Joshua Reviews Andrew Haigh’s 45 Years [Theatrical Review]

45 Years

February 6, 2015. Seemingly just another random day in the early moments of a new year, but when you’re a film like Andrew Haigh’s 45 Years, it’s just the beginning of what ultimately became nearly a year long road from festival to festival. After becoming the UK’s first £1m day and date release earlier this year, Haigh’s new picture finally arrives in US theaters this week, and is not just a reminder as to how talented this young filmmaker is, but also that his voice is as powerful and important as there is in today’s cinematic landscape.

45 Years is a decidedly different venture from his last feature, the brilliant Weekend, but proves once again that few filmmakers have as potent a handle on relationships as he. The film garnered awards for its two stars, Charlotte Rampling and Tom Courtenay, who portray a couple anticipating their 45th wedding anniversary. Kate and Geoff Mercer are a retired English couple who live near a small village, passing their days hand in hand. Everything changes, however, when news arrives that the body of an ex-girlfriend of Geoff’s has been discovered preserved in a block of ice in the Swiss Alps, where the two were vacationing nearly five decades prior. A quiet, melancholic, small scale picture, 45 Years goes from a slice of life drama into something that is as human as it is genuinely emotionally rich. Avoiding the type of grand emotional beats of most melodramas, this sticks closer to the vest, mining minor moments as richly as it does a gesture or a facial expression.

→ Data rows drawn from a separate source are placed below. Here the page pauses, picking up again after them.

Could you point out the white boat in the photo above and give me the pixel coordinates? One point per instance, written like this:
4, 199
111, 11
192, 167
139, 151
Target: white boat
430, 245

This is an actor’s showcase, and features two of the best performances of 2015. Leading the pair here is without a doubt Charlotte Rampling, giving one of her career-best performances. The moments shared between both Courtenay and Rampling have much of the bigger beats, but the film breathes in the moments where Rampling shoulders the weight. Again, admittedly a small scale picture, the film is a beautiful meditation on the secrets kept over the span of a relationship, and the chasms that they help foster between one another, and Rampling’s performance as the one on the wrong end of a possibly relationship-threatening secret is one of true, pure beauty. She is at times brazenly strong and at others full of confusion and fear, all amounting to a final sequence that is without a doubt the year’s best ending, and one of the most emotionally rich finales in ages. Courtenay himself is also great, and the scenes they share together are, including the final sequence, the film’s highlights. A sex scene is a real insight into the tone and mood of this picture, a moment of pure emotional bliss that is both breathtakingly rich and human and utterly melancholic. Relationships are built on seemingly minor moments, and seemingly minor secrets, when allowed to fester for decades, become the tools by which they are threatened most by, and this film is a definitive look into that very ideal.

Weekend and 45 Years don’t share much in common either narratively or thematically, but director Andrew Haigh is very much proving to not only be a capable filmmaker, but one with true autuerist tendencies. Besides his interest in seemingly minor moments shared between two people in love or trying to kindle love, aesthetically these two films share similar usage of the frame. As seen in some of the film’s earlier sequences, the camera is set further back from the action, isolating the actors within their world, almost as if we the viewers are just interested in engaging with these lives in the broadest sense. Not so much voyeuristic, as that would imply something lascivious at its core, Haigh’s frame is matter of fact, never shying away from ugly moments of humanity or humane moments of beauty. This is a film inherently about the damaging nature of secrecy, and for a performance like Courtenay’s to leave the viewer at arm’s length would feel out of place if it weren’t for both the picture’s central theme as well as Haigh’s attempt at keeping us the viewer at arm’s length. Haigh lingers on Rampling’s face, a canvas for him to tell the film’s true story. He allows the camera to catch Rampling’s Kate as she becomes more suspicious of the man she loves, tries to pick his brain for answers, and ultimately tries to weigh if this is a relationship with a future, and has an assured enough hand in knowing when to pull away or when to bring us directly into this world.

While it’s taken a few moments for this film to finally show up in US theaters, it’s not only a perfect bit of holiday counterprogramming for those sick of grand Hollywood fare nearing billions of dollars in box office grosses, but also simply one of the year’s very best films. Driven by two performances and a directorial effort that will all hopefully garner attention as we further along this awards season, 45 Years is a powerful and profound bit of storytelling.